Healthy Food Bites To Go: Why Listening to Your Body is the Greatest Gift of All

It’s starting to feel a lot like cold season. Maybe you planned to workout like crazy this week, but things got in the way. It’s hard to know if even wearing a winter coat is worth it on any given day, the weather has been so unpredictable.

Then of course, December brings with it seasonal indulgences that can be hard to resist. Energy-sapping Peppermint Mochas, Eggnog Lattes and Gingerbread Cookie Donuts beckon. Saw Santa giving out candy canes on line at Marshalls last weekend. Then just this morning, as I was leaving the gym feeling virtuous, I was invited to sample sugar cookies and cheddar biscuits whispering to me from a holiday tin by the exit door. Fortunately, remembering a container of roasted cashews sitting in my car, I was able to dodge that bullet. ‘Tis the season to be prepared for battle and to anticipate what the body might be asking for at a given moment. This can be hard to detect, when louder noises in your head compete for your attention. But in this season of giving and forgiving, be kind to and respect your body enough to give it both ears.

This will be no easy task if sleep deprivation, a stressful to-do list and cravings for caffeine and junk food are at your back. They are enough to trigger the resistance loop in your head, triggering excuses for not taking better care of yourself. Excuses are, we know, much easier and much faster to schedule than extra sleep, nourishing meals, gym runs and additional daily self-care.

Many of us are guilty some days, of falling into bed at a decent hour, and then jumping on our smartphone supposedly, for a minute, only to come to later digitally drunk on information, be it social media, news or streaming videos? Why do we ignore the needs of our body for rest and replenishment to feed an insatiable hunger for connection and reward, and at what cost?

  • Is your body trying to tell you something when you are exhausted, dehydrated, and moody?
  • Are you too driven to schedule breaks?
  • Are you paying attention to symptoms and signals, or just scrambling for a quick fix to suppress discomfort?
  • How temporary and sustainable are these fixes and are we abandoning our body in the process of seeking succor in our distress?
  • Your answer to these questions could have a direct and profound impact on your health.

Deliberately checking in with the body is a powerful alternative option.

Feeling dehydrated?

Recommit to drinking more water.

The brain consists of 90% water.

Water regulates body temperature.

H20 helps to improve stamina and productivity.

Lack of water can make it difficult to pay attention and cause feelings of false hunger.

Feeling anxious?

Take an aromatherapy session at your desk to calm you and enhance your mood. Keep a tube of peppermint-scented lotion on hand to re-energize the body. Breathe in the scent while massaging it into your fingers for a quick boost.

Feeling stressed?   

Stay fortified with whole foods containing stress-busting nutrients. Here are some from the plant kingdom:

Magnesium– to keep cortisol levels low. (oatmeal, almonds, bananas, dark chocolate and pumpkin seeds)

L-Tyrosine– to improve mood and reduce stress.(edamame, peanuts, avocados, spinach)

B-Vitamins– to reduce work-related stress. (sweet potatoes, carrots, squash, peppers, nuts, beans, broccoli)

Vitamin C – to lower blood pressure (lemons, cranberries, strawberries, pineapple, dark green leafies, potatoes)

L-Theanine– to relax the mind and boost focus  (almonds, brown rice, broccoli, tree nuts, teas)

Start with small and easy

Build routines around habits that don’t require a lot of effort. Fill a water bottle or keep bottled water in your fridge and grab one on the way out the door. Set the intention to finish the bottle before noon.

Refill the water bottle when you pass a water fountain. Done.
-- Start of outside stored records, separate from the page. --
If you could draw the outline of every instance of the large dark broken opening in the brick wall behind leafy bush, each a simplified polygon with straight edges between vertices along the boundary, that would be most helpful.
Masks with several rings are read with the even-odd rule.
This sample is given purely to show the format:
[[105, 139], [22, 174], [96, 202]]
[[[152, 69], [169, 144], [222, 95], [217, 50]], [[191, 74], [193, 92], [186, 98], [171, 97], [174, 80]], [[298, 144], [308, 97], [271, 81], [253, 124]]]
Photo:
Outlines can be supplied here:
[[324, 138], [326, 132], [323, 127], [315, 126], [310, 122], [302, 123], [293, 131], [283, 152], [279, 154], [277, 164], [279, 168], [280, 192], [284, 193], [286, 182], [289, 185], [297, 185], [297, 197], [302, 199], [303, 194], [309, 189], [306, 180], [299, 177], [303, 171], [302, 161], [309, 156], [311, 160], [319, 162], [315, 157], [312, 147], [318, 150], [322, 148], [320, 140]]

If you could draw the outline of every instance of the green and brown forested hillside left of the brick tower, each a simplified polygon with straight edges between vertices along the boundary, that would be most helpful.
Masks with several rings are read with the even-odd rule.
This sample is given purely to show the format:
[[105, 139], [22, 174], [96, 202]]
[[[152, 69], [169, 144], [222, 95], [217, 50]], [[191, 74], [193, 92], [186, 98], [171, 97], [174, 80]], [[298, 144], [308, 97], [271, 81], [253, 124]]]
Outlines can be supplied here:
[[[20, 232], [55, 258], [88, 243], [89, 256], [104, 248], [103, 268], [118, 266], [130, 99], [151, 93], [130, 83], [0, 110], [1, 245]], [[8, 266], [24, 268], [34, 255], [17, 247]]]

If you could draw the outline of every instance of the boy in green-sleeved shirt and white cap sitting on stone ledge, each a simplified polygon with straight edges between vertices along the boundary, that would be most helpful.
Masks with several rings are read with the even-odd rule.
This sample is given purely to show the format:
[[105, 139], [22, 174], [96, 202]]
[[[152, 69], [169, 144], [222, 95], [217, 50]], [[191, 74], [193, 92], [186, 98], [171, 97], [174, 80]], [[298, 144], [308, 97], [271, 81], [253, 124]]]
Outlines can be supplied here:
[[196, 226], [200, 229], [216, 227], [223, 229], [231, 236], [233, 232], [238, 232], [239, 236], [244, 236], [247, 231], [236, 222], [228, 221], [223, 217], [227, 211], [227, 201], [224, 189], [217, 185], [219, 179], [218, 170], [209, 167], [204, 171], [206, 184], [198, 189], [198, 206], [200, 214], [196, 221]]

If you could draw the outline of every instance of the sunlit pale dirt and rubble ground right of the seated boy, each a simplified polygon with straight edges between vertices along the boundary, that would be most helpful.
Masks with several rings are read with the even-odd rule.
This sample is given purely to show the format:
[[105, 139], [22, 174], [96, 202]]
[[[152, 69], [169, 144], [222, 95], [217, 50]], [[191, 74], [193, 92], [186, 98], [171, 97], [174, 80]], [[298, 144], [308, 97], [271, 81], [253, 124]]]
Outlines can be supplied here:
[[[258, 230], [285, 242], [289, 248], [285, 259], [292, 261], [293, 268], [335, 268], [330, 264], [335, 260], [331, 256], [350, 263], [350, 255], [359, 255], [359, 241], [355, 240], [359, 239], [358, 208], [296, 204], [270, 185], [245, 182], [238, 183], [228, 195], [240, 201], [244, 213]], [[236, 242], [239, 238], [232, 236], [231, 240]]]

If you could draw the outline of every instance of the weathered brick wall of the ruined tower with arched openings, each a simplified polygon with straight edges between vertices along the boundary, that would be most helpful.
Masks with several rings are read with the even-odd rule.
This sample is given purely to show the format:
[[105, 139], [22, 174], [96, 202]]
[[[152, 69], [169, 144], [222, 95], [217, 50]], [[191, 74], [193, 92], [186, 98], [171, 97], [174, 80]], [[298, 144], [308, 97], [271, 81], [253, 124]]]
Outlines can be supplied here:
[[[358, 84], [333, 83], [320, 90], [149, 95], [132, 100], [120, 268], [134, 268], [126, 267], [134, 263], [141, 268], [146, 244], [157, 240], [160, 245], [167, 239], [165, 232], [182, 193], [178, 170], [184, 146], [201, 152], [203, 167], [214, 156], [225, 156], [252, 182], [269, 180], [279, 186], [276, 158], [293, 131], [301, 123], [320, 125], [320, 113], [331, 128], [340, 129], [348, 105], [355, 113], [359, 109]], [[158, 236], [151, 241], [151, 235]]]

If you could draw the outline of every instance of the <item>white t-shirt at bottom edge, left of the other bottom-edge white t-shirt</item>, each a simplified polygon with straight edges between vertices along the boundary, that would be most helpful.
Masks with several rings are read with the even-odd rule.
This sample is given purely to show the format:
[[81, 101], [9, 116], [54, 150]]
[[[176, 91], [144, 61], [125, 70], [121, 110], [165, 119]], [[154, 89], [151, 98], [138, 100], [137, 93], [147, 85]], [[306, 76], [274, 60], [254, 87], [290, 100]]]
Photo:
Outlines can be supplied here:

Avoid an energy crisis by not wearing late night, early morning routines as a badge of honor.  Poor sleep can create energy crashes all day, increasing stress hormones and triggering poor eating habits. Left unattended, these symptoms can lead to illness and depression. Don’t wait for the train wreck to take notice. Take a night off from the business of busy-ness. Schedule a hot bath before bed to wash away stress. It will immediately relax you.

Take a pause, and allow a little extra oxygen into your lungs. Breathe in some good intentions.

Find the calm in the middle of the traffic of your life, listening more and practicing repeatedly, in small steps, to hear what you really need rather than resorting to shortcuts to get you through your day.

Without a steadfast commitment to self, life gets messy.